Provides a convenient way to iterate on a given dataset. The process is as follows:

flowchart LR Dataset.__len__ -- Sampler --> Indices batch_size -- Sampler --> Indices Indices -- Dataset.__getitem__ --> Samples Samples -- Transform + Collator --> mini-batch

DataLoader combines a Dataset with Sampler, Transform and Collator, make it flexible to get minibatch continually from a dataset. See Use Data to build the input pipeline for more details.

Parameters:

dataset (Dataset) – dataset from which to load the minibatch.
sampler (Optional[Sampler]) – defines the strategy to sample data from the dataset. If None, it will sequentially sample from the dataset one by one.
transform (Optional[Transform]) – defined the transforming strategy for a sampled batch.
collator (Optional[Collator]) – defined the merging strategy for a transformed batch.
num_workers (int) – the number of sub-process to load, transform and collate the batch. 0 means using single-process. Default: 0
timeout (int) – if positive, means the timeout value(second) for collecting a batch from workers. Default: 0
preload (bool) – whether to enable the preloading strategy of the dataloader. When enabling, the dataloader will preload one batch to the device memory to speed up the whole training process.
parallel_stream (bool) – whether to splitting workload across all workers when dataset is streamdataset and num_workers > 0. When enabling, each worker will collect data from different dataset in order to speed up the whole loading process.
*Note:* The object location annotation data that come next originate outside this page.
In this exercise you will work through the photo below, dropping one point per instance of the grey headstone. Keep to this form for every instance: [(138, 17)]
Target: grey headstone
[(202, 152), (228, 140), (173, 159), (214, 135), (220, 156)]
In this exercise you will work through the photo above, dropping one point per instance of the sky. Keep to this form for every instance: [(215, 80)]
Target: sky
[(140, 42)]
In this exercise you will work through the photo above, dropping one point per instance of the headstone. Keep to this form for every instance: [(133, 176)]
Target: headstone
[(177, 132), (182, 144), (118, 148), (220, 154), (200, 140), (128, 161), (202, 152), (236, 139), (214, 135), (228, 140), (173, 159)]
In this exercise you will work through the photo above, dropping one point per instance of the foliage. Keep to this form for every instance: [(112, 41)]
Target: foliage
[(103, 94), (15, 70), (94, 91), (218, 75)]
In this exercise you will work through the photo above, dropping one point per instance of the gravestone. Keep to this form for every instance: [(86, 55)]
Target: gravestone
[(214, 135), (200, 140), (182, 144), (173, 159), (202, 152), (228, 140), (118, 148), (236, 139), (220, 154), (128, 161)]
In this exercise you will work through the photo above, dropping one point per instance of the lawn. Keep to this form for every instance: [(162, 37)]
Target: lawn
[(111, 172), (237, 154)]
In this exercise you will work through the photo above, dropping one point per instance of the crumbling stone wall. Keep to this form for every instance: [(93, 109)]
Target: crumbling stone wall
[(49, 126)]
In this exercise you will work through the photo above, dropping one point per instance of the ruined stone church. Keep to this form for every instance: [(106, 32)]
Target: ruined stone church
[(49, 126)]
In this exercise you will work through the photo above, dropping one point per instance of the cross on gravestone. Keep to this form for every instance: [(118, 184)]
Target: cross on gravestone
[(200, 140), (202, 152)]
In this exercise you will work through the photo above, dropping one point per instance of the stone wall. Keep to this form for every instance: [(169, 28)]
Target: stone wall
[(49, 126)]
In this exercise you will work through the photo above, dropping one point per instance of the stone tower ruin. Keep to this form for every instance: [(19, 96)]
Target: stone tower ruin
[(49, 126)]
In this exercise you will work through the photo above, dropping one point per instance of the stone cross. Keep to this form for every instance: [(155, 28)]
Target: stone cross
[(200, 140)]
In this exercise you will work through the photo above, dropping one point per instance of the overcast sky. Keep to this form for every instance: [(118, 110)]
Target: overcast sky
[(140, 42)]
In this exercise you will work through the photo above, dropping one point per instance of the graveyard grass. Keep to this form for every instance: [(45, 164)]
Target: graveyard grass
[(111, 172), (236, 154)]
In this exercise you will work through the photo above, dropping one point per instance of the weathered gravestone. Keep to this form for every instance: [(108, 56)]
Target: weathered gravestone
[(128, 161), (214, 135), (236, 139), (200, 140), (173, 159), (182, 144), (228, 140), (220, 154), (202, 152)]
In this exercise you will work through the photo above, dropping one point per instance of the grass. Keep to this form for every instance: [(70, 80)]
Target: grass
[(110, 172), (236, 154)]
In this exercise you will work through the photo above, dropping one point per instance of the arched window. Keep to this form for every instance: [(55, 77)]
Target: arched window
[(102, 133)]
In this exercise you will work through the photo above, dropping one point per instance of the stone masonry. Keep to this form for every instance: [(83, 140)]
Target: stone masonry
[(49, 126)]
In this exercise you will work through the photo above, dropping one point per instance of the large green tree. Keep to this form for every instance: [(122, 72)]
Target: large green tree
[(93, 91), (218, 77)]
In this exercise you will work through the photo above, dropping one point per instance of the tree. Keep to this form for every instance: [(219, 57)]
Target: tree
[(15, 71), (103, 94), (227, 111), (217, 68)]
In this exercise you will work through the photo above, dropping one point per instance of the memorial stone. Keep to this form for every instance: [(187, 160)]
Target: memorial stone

See ref:streamdataset-example for more details

The effect of enabling preload

All elements in map, list, and tuple will be converted to Tensor by preloading, and you will get Tensor instead of the original Numpy array or Python built-in data structrure.
Tensors’ host2device copy and device kernel execution will be overlapped, which will improve the training speed at the cost of higher device memory usage (due to one more batch data on device memory). This feature saves more time when your NN training time is short or your machine’s host PCIe bandwidth for each device is low.